After we created a few test forms, cForms didn’t seem overpowering or too strong, at all. There are still some features, I’m sure, that we’re not (yet, anyway) using to the fullest possible potential, but once the site’s live, yes, things will be working to that level.

At one point in our testing though, after doing an upgrade of cForms, the captcha field was no longer displaying its text. If you’re not familiar with the term captcha, you’re most likely familiar with captcha, in use. Captcha is an acronym meaning, Completely Automated Public Turing Test to Tell Computers and Humans Apart.

Wow! That’s a mouthful, but it really isn’t clear what it is, right? No problem. The simple definition is that it is that funny box, often rectangular or square, but it can be any shape, any size, and has a variety of patterns and often displays in a variety of colors. In the box are letters or numbers or a combination of letters and numbers, often with scratch marks and lines near and over the text. It’s designed to make it near-impossible for image scanners to accurately "read" and then enter the displayed combination in the text field. That text field is the "verification" sites use for things such as allowing you to login, create an account, post a message, make a payment, and other things.

When the captcha text disappeared, I posted a note on the [6] cForms support forum, asking for guidance in fixing the problem. The developer, Oliver Seidel, replied on the forum, then, after a few exchanges, contacted me via email. He worked in the backend of the site, trying to figure out what happened and why.

About 30 minutes after he had been granted administrator privileges for the site, he told me he solved the issue. It seems the [4] WP-Email plugin we were using, WP-Email 2.20, a beta product, was causing a conflict.
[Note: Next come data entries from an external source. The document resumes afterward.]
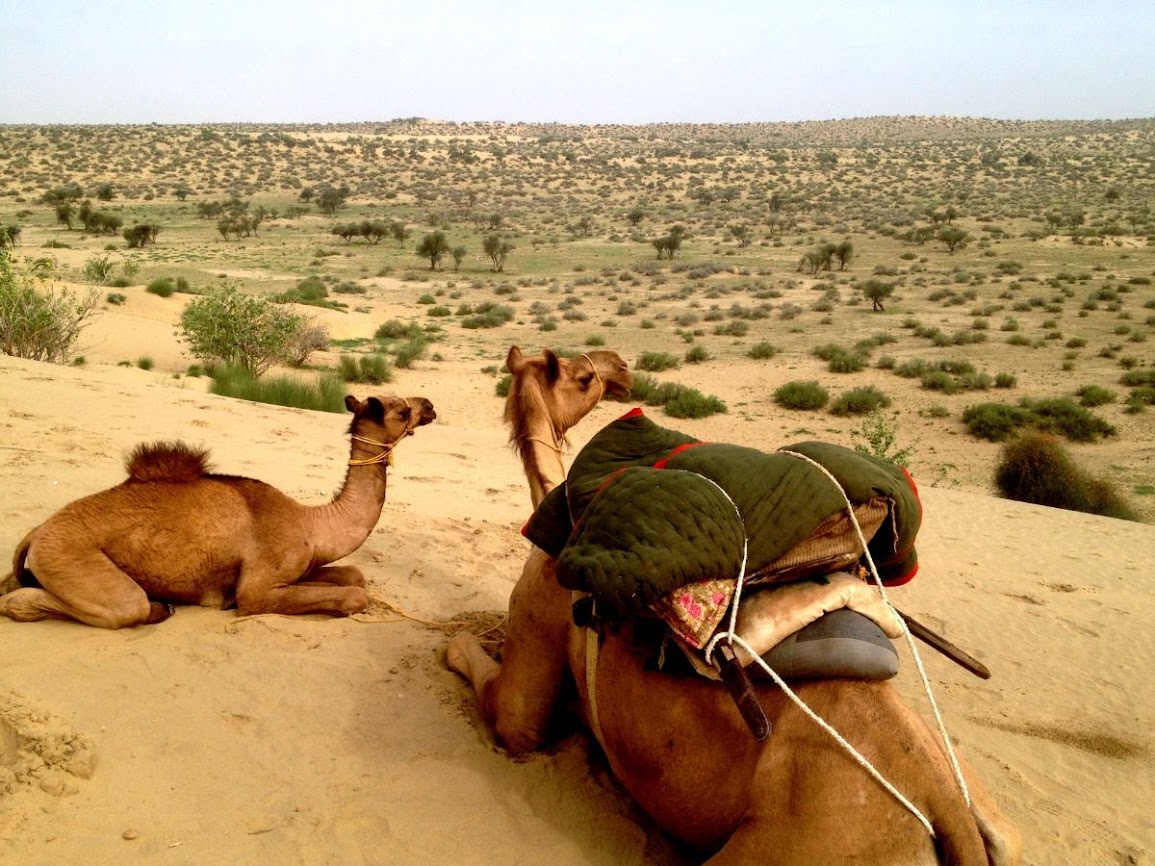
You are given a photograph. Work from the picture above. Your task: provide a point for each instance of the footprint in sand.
(38, 748)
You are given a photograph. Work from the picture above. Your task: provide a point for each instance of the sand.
(210, 739)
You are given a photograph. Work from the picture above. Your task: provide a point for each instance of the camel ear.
(373, 409)
(552, 366)
(514, 359)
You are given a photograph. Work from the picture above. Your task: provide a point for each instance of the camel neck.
(544, 469)
(343, 524)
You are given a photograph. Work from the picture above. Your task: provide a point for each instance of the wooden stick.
(945, 647)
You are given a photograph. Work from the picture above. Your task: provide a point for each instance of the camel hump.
(166, 462)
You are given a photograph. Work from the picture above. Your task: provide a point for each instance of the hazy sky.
(598, 61)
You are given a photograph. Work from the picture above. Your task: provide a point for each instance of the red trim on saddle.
(679, 449)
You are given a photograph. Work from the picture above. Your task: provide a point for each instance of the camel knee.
(24, 605)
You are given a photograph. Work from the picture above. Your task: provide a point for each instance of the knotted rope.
(734, 639)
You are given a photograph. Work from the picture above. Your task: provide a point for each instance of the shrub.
(655, 361)
(881, 437)
(367, 368)
(36, 321)
(405, 353)
(1064, 416)
(995, 422)
(325, 395)
(397, 329)
(1094, 395)
(802, 396)
(1035, 468)
(677, 400)
(697, 355)
(859, 401)
(487, 315)
(762, 351)
(238, 329)
(162, 288)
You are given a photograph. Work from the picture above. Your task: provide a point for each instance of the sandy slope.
(211, 740)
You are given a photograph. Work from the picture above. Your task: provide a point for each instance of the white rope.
(906, 631)
(837, 737)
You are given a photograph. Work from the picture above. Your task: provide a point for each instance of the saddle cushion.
(646, 510)
(841, 643)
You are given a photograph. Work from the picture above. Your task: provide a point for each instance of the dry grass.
(1053, 289)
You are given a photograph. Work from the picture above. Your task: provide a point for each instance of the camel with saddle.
(176, 532)
(747, 769)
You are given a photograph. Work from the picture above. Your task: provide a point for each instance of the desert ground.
(215, 739)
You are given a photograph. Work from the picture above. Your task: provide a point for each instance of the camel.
(174, 532)
(546, 397)
(684, 753)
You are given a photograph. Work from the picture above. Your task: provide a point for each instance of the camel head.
(386, 420)
(557, 393)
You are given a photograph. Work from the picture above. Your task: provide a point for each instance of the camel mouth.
(619, 388)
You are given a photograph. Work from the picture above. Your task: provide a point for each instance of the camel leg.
(92, 591)
(260, 594)
(1000, 837)
(518, 696)
(336, 575)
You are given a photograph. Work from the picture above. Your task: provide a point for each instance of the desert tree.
(38, 322)
(141, 233)
(65, 213)
(668, 246)
(742, 233)
(244, 330)
(498, 251)
(953, 237)
(876, 291)
(433, 246)
(843, 252)
(329, 200)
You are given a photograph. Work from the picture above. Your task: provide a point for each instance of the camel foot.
(456, 652)
(158, 612)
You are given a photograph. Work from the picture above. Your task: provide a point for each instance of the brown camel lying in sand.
(546, 397)
(685, 754)
(176, 532)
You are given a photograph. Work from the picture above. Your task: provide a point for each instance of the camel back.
(647, 510)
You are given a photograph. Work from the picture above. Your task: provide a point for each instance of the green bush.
(36, 321)
(995, 422)
(1064, 416)
(859, 401)
(802, 396)
(397, 329)
(1095, 395)
(762, 351)
(677, 400)
(691, 403)
(162, 288)
(1035, 468)
(325, 395)
(655, 361)
(244, 330)
(365, 368)
(487, 315)
(880, 439)
(697, 355)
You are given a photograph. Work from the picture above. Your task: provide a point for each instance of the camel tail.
(173, 462)
(20, 576)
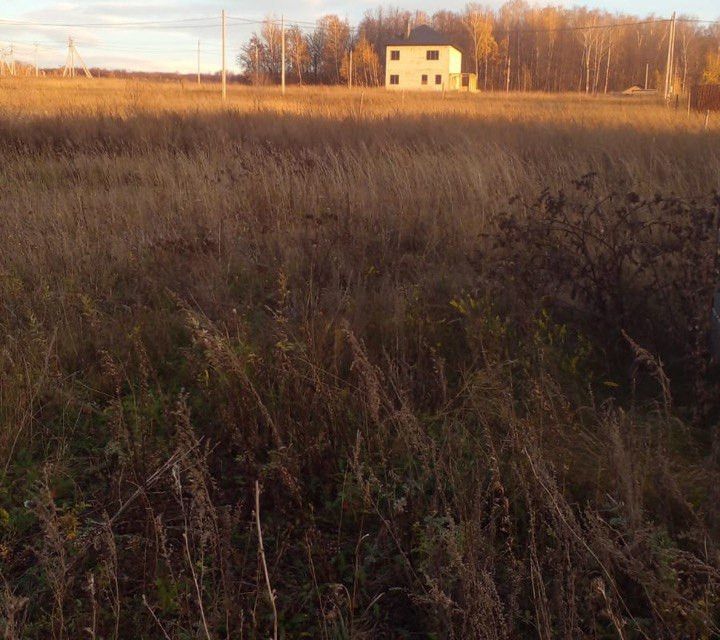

Oliver said he would try to resolve the issue, which he identified in full, and then notified WP-Email’s developer, Lester Chan, about it. I’m not sure what Lester will be doing with WP-Email and the conflict, but Oliver suggested I roll back to using WP-Email 2.11, the stable release of the product.

For a variety of reasons, including the fact that WP-Email had one extra feature that really sold us on using it, we didn’t want to use WP-Email 2.11, and I explained that to Oliver. That prompted another discussion.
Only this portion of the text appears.